Mantel Piece

Hilary Mantel’s highly original and very odd novel received much praise when it was published in 2005. Somehow it has managed to escape my attention until nowStephen Lang: Booked Out

My fellow blogger Stephen Lang wrote the above in March of this year. At the time, I commented that I’d picked the book up a couple of years earlier (when it was in paperback, natch’) and had enjoyed the first couple of chapters but then had been distracted by something else and hadn’t been back since.

Until now, that is. Stephen said he’d be interested to hear what I made of it, so I thought I really ought to write it up.

Hilary Mantel’s ‘Beyond Black’ tells the story of the medium Alison (I say medium, she’s really an extra-large), her repulsive, wretched and yet still slightly dangerous spirit guide, and her assistant-manager Colette, as both Alison and Colette try to break away from their past.

Stephen illustrated his review with a quote from Philip Pullman, which said that it was:

One of the greatest ghost stories in the languagePhilip Pullman

Now it might not fit my description of the classic ghost story (for me you can’t get much better than M.R. James: if you’ve not read The Mezzotint, ‘O Whistle and I’ll Come To You, My Lad’ or ‘Casting of the Runes’, then go and read them immediately: they can be downloaded free from the M.R. James part of Project Gutenberg), but it is still undeniably a story about ghosts.

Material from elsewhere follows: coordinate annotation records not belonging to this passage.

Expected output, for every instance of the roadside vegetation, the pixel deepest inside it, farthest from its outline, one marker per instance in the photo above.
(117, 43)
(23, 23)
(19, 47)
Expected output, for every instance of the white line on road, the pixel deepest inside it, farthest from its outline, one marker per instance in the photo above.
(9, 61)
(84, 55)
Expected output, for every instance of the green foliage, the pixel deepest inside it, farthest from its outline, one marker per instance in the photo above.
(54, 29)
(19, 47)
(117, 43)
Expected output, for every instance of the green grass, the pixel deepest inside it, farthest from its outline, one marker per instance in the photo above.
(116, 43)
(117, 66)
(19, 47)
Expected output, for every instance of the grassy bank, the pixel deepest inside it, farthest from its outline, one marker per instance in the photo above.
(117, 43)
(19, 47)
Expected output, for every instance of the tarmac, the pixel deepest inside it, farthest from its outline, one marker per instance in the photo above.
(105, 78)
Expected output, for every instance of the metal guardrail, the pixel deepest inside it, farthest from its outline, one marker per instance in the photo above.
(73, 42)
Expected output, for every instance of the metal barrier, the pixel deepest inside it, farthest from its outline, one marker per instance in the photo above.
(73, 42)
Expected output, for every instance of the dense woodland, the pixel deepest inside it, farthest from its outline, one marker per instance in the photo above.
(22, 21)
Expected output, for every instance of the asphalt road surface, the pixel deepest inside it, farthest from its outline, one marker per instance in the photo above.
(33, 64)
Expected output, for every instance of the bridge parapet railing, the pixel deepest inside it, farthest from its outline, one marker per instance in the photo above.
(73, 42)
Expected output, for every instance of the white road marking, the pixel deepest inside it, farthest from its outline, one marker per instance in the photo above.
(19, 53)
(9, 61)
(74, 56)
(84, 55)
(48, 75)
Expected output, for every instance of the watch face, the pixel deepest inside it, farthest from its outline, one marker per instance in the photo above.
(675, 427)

Only these ghosts — while undeniably of the spectral kind — are even more ghosts of the past, and are quite brilliantly coloured and drawn, and even named through the eyes of Alison the child: Keith Capstick becoming the somewhat less flattering Keef Catsick, for example.

The story does cover some unpleasant topics, but they are handled well and, like in The Dark Knight, most of the nastiness is ‘off-screen’.

One of the points that Stephen makes is that

Mantel skilfully explores how horrors in the real world can easily surpass any in the supernatural.Stephen Lang: Booked Out

Skilful, yes. But I’d disagree slightly. For me, it’s not so much about how horrors exist in both the real and supernatural worlds: for me it’s simpler. It’s about good and bad choices.

Alison’s past forces her to try and fight against the bad by doing good when she can; we see how most of the characters are human, with human fallibilities and human weaknesses, at times being selfish, mean, controlling or just not willing to put themselves out to help other people. But still very much people for all that: still kind, considerate people, just with weaknesses that we all have and to varying degrees succeed in struggling against.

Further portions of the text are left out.